Comment créer des mots de passe qui ne peuvent pas être compromis par la torture ou la coercition

La protection des informations est devenue l'une des tâches les plus importantes et les plus significatives de la société moderne. De nombreuses personnes se sont habituées à mémoriser des mots de passe et des codes PIN, parfois d'une complexité déconcertante. D'autres utilisent des indicateurs biométriques pour se protéger : les empreintes digitales, les iris, etc. peuvent tous aider à identifier les individus.





Mais ces systèmes ne sont pas parfaits. Un problème important est la menace de coercition – être obligé de révéler un mot de passe ou de placer un doigt dans le lecteur d'empreintes digitales.

Aujourd'hui, Max Wolotsky de Cal Poly Pomona et quelques amis ont trouvé une solution qui peut déterminer si un individu est contraint et refuser l'authentification en conséquence.

Le système est simple dans son concept. L'idée de Wolotsky et co est d'utiliser les niveaux de stress du corps pour déterminer s'ils sont contraints de quelque manière que ce soit. Et ils le font en mesurant la réponse de l'individu à la musique relaxante qu'ils ont précédemment identifiée comme relaxante.

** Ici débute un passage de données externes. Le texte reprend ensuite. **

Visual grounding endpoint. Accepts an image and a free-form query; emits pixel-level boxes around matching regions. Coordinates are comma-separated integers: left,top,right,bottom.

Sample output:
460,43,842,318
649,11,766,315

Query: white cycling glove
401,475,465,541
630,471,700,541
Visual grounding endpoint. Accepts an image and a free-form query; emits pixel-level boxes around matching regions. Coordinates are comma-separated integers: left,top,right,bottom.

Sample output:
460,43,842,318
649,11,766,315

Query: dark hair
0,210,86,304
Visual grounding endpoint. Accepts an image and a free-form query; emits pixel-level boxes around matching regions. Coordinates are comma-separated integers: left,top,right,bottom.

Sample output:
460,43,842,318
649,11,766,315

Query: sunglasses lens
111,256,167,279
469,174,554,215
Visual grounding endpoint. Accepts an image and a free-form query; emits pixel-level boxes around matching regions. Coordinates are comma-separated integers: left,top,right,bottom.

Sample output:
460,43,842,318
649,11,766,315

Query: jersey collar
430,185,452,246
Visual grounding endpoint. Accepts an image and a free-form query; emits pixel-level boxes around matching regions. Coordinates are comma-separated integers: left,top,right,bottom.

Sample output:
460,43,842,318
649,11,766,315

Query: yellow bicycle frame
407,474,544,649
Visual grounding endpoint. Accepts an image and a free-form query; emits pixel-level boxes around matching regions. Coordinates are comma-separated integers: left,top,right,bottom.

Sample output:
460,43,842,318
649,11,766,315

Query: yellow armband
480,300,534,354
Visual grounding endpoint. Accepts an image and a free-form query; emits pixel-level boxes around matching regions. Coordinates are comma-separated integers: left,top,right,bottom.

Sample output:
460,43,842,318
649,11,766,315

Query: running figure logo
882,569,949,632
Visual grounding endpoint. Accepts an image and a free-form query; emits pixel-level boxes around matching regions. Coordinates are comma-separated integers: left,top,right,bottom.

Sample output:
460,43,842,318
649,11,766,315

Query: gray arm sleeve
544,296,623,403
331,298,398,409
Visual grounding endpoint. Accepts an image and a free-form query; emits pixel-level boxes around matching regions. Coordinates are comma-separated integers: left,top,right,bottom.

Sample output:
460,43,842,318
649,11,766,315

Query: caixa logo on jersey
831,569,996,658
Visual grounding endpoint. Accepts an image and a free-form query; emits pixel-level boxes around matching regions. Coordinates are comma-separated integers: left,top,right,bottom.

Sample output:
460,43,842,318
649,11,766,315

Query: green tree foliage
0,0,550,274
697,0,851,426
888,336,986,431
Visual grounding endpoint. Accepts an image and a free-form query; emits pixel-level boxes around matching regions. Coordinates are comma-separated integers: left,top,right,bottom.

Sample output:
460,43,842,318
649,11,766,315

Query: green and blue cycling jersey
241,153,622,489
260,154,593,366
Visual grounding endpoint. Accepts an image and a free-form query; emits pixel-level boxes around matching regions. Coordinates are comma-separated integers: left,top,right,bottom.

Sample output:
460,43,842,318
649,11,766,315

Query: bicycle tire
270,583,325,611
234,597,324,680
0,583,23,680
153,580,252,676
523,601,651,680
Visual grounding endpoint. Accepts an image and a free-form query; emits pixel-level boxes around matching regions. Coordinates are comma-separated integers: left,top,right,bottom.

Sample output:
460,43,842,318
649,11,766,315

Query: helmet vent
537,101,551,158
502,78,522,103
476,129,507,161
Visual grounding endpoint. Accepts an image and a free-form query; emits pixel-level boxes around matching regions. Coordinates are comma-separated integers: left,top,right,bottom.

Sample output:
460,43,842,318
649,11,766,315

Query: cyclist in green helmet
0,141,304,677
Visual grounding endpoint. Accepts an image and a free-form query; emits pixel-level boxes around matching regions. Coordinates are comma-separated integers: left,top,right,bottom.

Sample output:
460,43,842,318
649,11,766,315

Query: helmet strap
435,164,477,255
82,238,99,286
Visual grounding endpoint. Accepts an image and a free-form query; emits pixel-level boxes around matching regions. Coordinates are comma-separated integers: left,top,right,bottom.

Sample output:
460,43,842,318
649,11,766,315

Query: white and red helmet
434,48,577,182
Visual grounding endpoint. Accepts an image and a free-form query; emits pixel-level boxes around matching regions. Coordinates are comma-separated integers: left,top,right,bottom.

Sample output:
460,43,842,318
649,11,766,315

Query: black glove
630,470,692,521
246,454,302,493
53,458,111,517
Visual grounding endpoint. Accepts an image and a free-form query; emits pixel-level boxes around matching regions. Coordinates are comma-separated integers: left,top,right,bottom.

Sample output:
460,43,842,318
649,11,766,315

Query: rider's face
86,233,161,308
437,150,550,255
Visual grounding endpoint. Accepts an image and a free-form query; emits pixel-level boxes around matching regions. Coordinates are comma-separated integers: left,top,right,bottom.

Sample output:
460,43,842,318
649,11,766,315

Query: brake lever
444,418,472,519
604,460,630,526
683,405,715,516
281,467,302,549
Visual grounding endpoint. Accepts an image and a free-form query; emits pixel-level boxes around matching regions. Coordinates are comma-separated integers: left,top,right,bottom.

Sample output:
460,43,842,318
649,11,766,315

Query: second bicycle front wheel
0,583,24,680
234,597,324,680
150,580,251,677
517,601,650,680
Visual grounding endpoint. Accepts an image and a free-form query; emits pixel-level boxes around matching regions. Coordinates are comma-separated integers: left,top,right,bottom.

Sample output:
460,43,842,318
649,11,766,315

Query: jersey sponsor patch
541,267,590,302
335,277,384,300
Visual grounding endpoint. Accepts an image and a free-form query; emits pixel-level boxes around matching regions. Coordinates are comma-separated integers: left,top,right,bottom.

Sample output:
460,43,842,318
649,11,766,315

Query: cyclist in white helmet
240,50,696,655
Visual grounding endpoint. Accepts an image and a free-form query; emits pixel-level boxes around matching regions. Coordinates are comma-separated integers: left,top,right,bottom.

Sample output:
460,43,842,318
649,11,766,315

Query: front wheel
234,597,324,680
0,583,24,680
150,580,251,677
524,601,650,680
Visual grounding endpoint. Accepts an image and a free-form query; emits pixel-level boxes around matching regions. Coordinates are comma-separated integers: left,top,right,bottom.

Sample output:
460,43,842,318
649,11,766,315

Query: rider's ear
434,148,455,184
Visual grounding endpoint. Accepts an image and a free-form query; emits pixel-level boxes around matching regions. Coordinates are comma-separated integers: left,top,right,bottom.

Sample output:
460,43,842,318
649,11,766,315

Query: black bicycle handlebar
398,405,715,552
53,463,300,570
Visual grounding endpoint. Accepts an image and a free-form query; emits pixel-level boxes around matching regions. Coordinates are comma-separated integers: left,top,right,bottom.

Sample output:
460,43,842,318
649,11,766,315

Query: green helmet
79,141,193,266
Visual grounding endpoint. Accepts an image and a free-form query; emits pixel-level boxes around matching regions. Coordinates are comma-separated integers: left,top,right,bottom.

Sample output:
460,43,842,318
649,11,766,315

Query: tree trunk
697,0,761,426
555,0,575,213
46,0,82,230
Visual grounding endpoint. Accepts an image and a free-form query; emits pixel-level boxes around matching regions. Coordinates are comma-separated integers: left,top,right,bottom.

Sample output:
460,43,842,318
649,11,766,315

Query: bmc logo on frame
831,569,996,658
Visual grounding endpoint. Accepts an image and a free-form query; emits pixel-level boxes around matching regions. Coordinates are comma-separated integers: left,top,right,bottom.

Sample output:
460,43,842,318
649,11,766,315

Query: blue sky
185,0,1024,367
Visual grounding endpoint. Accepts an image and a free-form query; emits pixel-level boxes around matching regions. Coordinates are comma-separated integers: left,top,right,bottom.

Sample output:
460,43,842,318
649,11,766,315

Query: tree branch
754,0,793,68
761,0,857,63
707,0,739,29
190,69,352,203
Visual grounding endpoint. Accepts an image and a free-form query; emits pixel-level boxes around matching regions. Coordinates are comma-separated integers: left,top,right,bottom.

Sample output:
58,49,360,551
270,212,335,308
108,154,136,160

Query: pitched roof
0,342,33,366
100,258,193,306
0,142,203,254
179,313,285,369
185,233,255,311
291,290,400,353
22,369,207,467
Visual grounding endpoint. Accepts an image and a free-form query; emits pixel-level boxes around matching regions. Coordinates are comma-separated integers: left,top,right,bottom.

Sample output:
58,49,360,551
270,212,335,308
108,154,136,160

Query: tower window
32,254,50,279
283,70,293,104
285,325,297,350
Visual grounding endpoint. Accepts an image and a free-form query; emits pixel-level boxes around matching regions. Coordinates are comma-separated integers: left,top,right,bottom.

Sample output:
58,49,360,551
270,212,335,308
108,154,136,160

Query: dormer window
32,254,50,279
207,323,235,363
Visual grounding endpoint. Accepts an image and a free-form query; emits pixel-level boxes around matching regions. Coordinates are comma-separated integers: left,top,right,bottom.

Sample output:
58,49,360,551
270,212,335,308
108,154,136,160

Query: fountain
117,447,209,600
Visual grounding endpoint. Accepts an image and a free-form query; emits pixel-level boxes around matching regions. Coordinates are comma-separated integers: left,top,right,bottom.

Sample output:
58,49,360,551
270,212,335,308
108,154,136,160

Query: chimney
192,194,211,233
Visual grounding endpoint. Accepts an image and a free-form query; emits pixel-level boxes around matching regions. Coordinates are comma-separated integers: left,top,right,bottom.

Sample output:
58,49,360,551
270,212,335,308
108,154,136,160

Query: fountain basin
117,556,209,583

La musique chill est ainsi appelée parce qu'elle provoque un frisson dans le dos, une réaction qui s'apparente au froid. Ce sont les effets physiologiques de ce frisson que Wolotsky et co ont entrepris de mesurer en surveillant les rythmes cardiaques et les ondes cérébrales.

Leur hypothèse est que ces signaux sont impossibles à simuler et ne peuvent être mesurés que lorsque le sujet est détendu. Toute contrainte entraînerait un signal différent.

Pour savoir si c'est le cas, l'équipe a demandé à cinq sujets de test de choisir leur morceau préféré de musique relaxante, puis de surveiller leur rythme cardiaque et leurs ondes cérébrales pendant qu'ils écoutaient.



En particulier, l'équipe s'est concentrée sur les moments de la musique qui déclenchent la réaction de refroidissement en supposant que cela se produit toujours au même point de la partition. Cette section de la musique (moins d'une minute environ) devient alors la clé du processus d'authentification.

L'idée est que si le sujet est détendu, il peut ressentir le frisson dans le futur et reproduire les signaux physiologiques qui y sont associés.

En effet, l'équipe a effectué un certain nombre de tests et a constaté que leurs sujets étaient capables de passer le test avec un taux de réussite de 90 %.



Il y a quelques mises en garde, bien sûr. L'équipe n'a pas été en mesure de tester la réponse de ses sujets sous n'importe quel type de stress pour simuler le type de coercition que ce test est conçu pour déjouer. L'une des raisons pour lesquelles nous ne l'avons pas fait est qu'il est contraire à l'éthique de menacer les sujets de test afin de vérifier que notre système est totalement résistant à la coercition, car cela pourrait laisser les sujets avec des dommages physiques ou psychologiques permanents, disent-ils.

C'est une limite importante. Si l'équipe n'a pas vérifié qu'elle fonctionne dans les conditions pour lesquelles elle est conçue pour fonctionner, comment peut-elle être sûre qu'elle est sécurisée ? Il existe également d'autres problèmes potentiels. Les informations qui pourraient bénéficier de ce type de protection accrue sont susceptibles d'être extrêmement précieuses, des choses comme les codes de lancement des armes nucléaires, peut-être. (L'un des auteurs travaille au Sandia National Laboratories, qui est responsable de la gestion des stocks nucléaires.)

Mais un accès urgent à ce type d'informations pourrait n'être nécessaire qu'en période de stress élevé, ce qui pourrait invalider le test. L'idée que quelqu'un essaie d'accéder aux codes de lancement alors que la Troisième Guerre mondiale se déroule, mais qu'il doit se détendre au préalable, a quelque chose d'une comédie noire à ce sujet.



Néanmoins, développer des mots de passe résistants à la coercition est un objectif important. Wolotsky et co ont pris quelques mesures provisoires sur lesquelles d'autres peuvent s'appuyer.